The Computer Fraud and Abuse Act is Subject to a Number of Circuit Splits

The CFAA is subject to a number of circuit splits, making the viability of claims for data scraping or other computer access activities highly dependent on the factual nature of the data collected and means of collection, as well as where the suit is filed. Not all circuits agree with the Ninth Circuit that violation of terms of service or a website use policy alone cannot give rise to CFAA liability. While the Second and Fourth Circuits have indicated some agreement,[4] other, including the First, Third, and Eleventh Circuits have declined to decide the issue or reached contrary conclusions.[5] 


[1] Not surprisingly, the viability of each of those claims is highly dependent on the jurisdiction where the suit is filed and nature of the conduct at-hand and id therefore outside the scope of this alert.

[2] For example, the Electronic Frontier Foundation advocated for CFAA reforms after the death of Aaron Swartz, an internet activist who committed suicide while facing federal criminal prosecution for using a script to download scholarly research articles from JSTOR in violation of the terms of service. Computer Fraud And Abuse Act Reform, The Electronic Frontier Foundation, (last visited Sept. 15, 2019). The National Association of Criminal Defense Lawyers has likewise identified the CFAA as a statute “[w]ith harsh penalty schemes and malleable provisions, it has become a tool ripe for abuse and use against nearly every aspect of computer activity.” Stay Informed: Overcrimalization, NACDL, (last visited Sept. 15, 2019).

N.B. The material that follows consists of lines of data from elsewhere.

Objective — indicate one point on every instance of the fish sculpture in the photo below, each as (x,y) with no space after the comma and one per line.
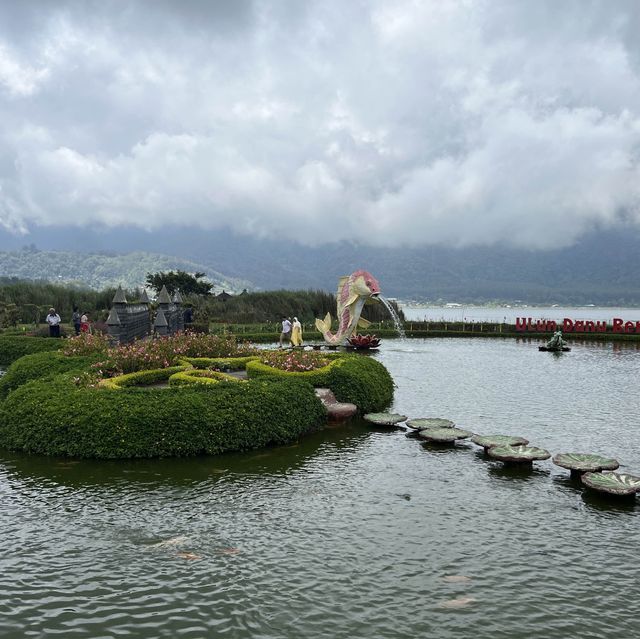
(353,292)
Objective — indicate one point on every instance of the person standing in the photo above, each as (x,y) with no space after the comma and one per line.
(84,324)
(53,319)
(296,332)
(75,318)
(285,335)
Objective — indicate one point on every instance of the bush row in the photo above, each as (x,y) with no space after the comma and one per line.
(12,347)
(57,417)
(357,379)
(39,366)
(195,376)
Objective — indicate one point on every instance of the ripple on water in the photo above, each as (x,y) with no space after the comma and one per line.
(352,532)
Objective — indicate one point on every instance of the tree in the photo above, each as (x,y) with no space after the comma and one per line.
(186,283)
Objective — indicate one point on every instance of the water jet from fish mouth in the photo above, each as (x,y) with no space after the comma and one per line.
(394,316)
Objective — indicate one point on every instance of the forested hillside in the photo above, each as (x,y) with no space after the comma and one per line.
(103,270)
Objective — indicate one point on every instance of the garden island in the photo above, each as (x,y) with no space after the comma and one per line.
(187,394)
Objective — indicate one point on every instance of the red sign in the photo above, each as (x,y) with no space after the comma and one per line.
(576,326)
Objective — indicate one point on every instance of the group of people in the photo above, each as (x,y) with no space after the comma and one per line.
(79,320)
(291,332)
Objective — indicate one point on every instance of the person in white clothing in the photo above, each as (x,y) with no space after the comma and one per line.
(53,319)
(285,335)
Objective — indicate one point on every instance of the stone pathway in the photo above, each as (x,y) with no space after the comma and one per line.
(338,411)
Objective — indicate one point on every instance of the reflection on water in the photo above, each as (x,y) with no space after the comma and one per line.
(352,531)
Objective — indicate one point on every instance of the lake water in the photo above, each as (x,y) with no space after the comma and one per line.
(509,315)
(354,531)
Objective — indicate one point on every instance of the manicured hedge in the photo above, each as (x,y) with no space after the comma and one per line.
(221,363)
(12,347)
(56,417)
(40,365)
(363,381)
(140,378)
(195,376)
(319,378)
(358,379)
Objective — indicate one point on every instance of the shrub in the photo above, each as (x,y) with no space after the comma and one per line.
(56,417)
(168,351)
(86,344)
(140,378)
(318,378)
(194,376)
(362,381)
(14,347)
(40,365)
(295,361)
(356,379)
(220,363)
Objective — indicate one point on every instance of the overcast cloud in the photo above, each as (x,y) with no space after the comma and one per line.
(413,122)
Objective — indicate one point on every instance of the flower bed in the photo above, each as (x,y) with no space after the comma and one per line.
(57,417)
(295,361)
(161,352)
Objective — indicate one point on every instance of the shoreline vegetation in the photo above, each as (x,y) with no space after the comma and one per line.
(173,396)
(20,341)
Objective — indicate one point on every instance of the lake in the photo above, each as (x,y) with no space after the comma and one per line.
(509,315)
(354,531)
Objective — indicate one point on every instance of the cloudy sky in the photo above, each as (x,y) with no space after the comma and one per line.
(412,122)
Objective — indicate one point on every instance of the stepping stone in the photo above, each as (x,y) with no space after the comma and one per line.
(443,435)
(579,463)
(384,419)
(619,484)
(336,411)
(489,441)
(422,423)
(518,454)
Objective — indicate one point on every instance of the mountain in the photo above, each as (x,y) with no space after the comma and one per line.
(601,269)
(103,270)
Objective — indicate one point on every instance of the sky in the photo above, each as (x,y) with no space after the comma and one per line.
(395,123)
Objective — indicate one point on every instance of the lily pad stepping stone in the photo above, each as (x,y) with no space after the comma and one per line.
(489,441)
(518,454)
(443,435)
(584,463)
(429,422)
(612,483)
(385,419)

[3] Parties who filed amicus briefs in LinkedIn’s favor included: Craigslist, Inc., an online free classified advertisements website, see Brief of Amicus Curiae Craigslist, Inc. in Support of Defendant/Appellant Linkedin Corp., 2017 WL 4698991 (9th Circuit, Filed October 10, 2017); and CoStar Group, Inc., a company that provides an online real estate marketplace and accompanying information and analytics, see Brief of Amicus Curiae Costar Group, Inc., in Support of Appellant and Reversal, 2017 WL 4698990 (9th Circuit, Filed Oct. 10, 2017).

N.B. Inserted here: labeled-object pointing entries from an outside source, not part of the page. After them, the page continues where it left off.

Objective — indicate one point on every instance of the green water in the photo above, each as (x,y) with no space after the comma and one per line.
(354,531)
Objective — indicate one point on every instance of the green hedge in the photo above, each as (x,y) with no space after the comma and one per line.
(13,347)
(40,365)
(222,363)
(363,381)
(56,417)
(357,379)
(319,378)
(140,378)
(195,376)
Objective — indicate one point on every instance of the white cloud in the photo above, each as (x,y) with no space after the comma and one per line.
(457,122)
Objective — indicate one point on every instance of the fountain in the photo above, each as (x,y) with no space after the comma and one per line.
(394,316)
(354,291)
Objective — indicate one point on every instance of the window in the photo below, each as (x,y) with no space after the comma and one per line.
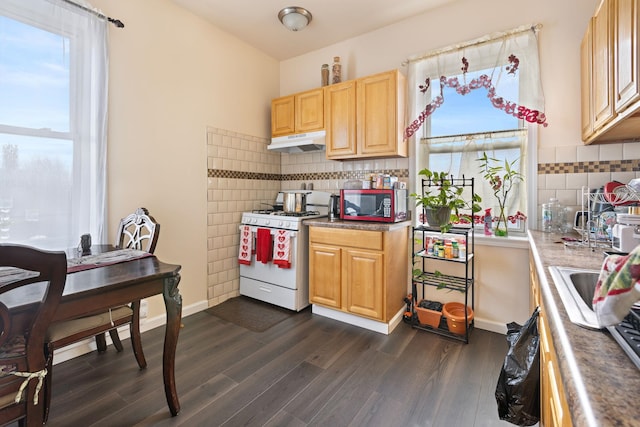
(52,124)
(477,99)
(465,127)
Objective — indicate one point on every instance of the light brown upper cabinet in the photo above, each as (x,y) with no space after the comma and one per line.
(365,117)
(298,113)
(609,61)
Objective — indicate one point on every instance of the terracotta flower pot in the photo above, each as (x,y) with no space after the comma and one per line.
(454,312)
(438,217)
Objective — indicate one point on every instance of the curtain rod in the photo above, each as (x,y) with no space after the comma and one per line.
(118,23)
(482,40)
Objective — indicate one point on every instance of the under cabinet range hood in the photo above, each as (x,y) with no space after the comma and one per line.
(299,143)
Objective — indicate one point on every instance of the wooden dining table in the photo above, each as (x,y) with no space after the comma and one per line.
(97,289)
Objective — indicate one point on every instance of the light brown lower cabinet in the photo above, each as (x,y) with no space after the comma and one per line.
(357,271)
(554,410)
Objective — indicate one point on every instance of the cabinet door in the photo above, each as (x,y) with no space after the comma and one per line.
(625,46)
(282,116)
(602,67)
(309,111)
(377,115)
(586,58)
(363,279)
(340,116)
(554,410)
(325,275)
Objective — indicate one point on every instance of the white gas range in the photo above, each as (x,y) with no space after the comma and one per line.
(273,278)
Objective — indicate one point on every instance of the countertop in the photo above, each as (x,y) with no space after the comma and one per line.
(601,383)
(356,225)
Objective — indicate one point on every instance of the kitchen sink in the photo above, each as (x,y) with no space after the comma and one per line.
(576,287)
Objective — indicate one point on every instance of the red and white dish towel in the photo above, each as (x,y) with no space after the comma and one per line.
(618,288)
(264,245)
(246,245)
(282,249)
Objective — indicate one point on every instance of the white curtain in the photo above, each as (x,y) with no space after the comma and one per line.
(76,202)
(503,55)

[4] See, e.g., United States v. Valle, 807 F.3d 508, 528 (2d Cir. 2015) (rejecting “the government’s interpretation of ‘exceeds authorized access’ [as unauthorized use because it would] make[] every violation of a private computer use policy a federal crime”); WEC Carolina Ener. Solutions LLC v. Miller, 687 F.3d 199, 206 (4th Cir. 2012) (noting that the unauthorized use construction of the CFAA “would impute liability to an employee who with commendable intentions disregards his employer’s policy against downloading information to a personal computer so that he can work at home”).

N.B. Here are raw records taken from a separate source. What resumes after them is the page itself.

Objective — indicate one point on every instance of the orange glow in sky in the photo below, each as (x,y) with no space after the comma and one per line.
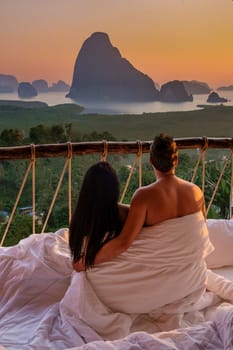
(166,39)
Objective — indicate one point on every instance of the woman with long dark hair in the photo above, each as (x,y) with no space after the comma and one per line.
(97,217)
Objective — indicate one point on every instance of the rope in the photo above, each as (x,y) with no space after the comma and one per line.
(202,157)
(218,182)
(16,202)
(55,194)
(139,156)
(132,168)
(70,156)
(105,151)
(231,190)
(33,161)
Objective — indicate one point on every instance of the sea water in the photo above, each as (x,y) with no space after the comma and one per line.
(55,98)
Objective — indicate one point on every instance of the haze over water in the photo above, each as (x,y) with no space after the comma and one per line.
(55,98)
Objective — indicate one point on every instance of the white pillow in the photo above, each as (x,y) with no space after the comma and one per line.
(221,236)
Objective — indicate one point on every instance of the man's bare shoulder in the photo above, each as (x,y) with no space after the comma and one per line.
(143,191)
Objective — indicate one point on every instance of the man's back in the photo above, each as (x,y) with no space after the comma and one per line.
(169,197)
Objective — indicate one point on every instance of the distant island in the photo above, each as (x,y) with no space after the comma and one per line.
(101,74)
(9,84)
(225,88)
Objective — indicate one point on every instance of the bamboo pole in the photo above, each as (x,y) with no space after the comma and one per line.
(114,147)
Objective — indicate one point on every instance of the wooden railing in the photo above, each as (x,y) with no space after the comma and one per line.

[5] See, e.g., EarthCam, Inc. v. OxBlue Corp., 703 Fed. Appx. 803, 808 & n.2 (11th Cir. 2017) (noting that circuit precedent suggests that “a person exceed[s] authorized access if he or she uses the access in a way that contravenes any policy or term of use governing the computer in question,” but acknowledging disagreement of this rule in other circuits); CollegeSource, Inc. v. AcademyOne, Inc., 597 Fed. Appx. 116, 130 (3d Cir. 2015) (suggesting that defendants could violate the CFAA by “breach[ing] any technological barrier or contractual term of use”); EF Cultural Travel BV v. Zefer Corp., 318 F.3d 58, 62 (1st Cir. 2003) (stating that “[a] lack of authorization could be established by an explicit statement on the website restricting access”).